Quality is like a prism – what you see is highly dependent on your vantage point. For marketers and publishers still constrained by their own idea of quality, the value of customer-centric stories is still impossible to see or understand. Others understand that customers are now telling interesting, relevant stories, but they cannot get past the lack of polish and quality. A growing minority, though, have learned the secret to unlocking this content.

Quality must be viewed through the lens of the consumer, not our own. If we focus on our own internal standards of perfection, we miss out on the opportunities to promote and leverage authentic content. The test of quality isn’t the aesthetics or production, but the value it creates. To that end, encouraging your customers to co-create with you provides you a broader base of content to draw from.

During the Visual Revolution Summit, I sat down with my friend Ben Huh — who is fairly familiar with what it takes to create a meme or go viral as the founder of Cheezburger. You can watch our discussion below and share your thoughts on the Quality Prism with #VisualRevolution on Twitter.

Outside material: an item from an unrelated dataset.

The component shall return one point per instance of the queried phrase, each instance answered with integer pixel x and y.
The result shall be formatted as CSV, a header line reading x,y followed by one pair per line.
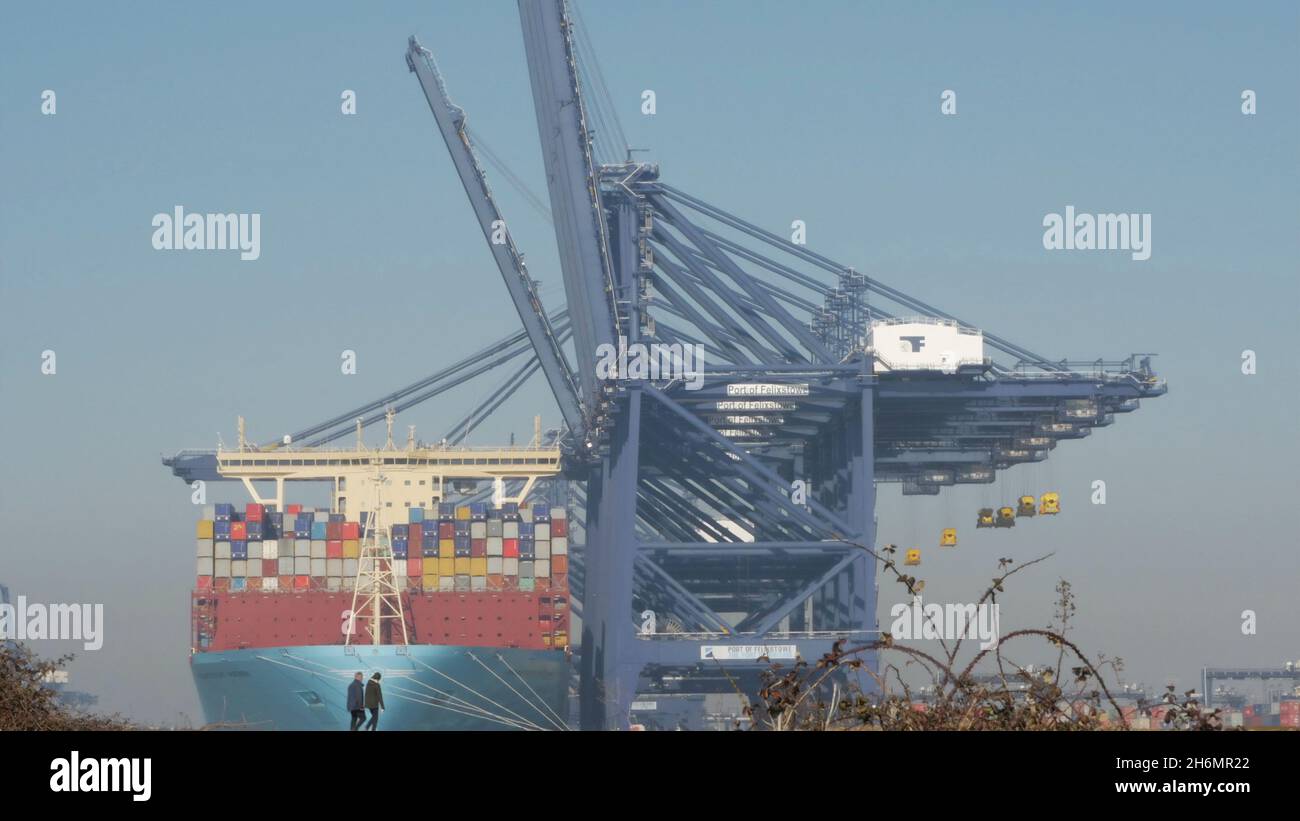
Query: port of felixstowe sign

Here are some tips on how to get started:

1. Boost customer contributions

Your customers may not be professional photographers or writers, but they’re out there making content for you nonetheless. These contributions are real-time, authentic, and engaging – even if they don’t meet the same standard of quality brands are accustomed to publishing.

2. Incentivize

Getting quality content sometimes means rewarding the creators. This doesn’t mean you have to start raffling off huge prizes. Engagement in and of itself can be a reward – interact, retweet, compliment and promote.

3. Minimize risk

Create your brand voice and stick to it – even if it means you have to skip a meme, viral sensation, newsworthy moment or customer content. Keep it light, keep it classy. When it comes to tragedy or sensitive topics, if you’re unsure, just don’t post. Case in point: the backlash after AT&T’s 9/11 Facebook and Twitter post that came off more as a cold marketing tactic than a respectful tribute. A brand who got it right? The New York City Ballet, who created this moving film. It’s easy to fall into a scandal when rushing to jump into the discussion around a sensitive topic.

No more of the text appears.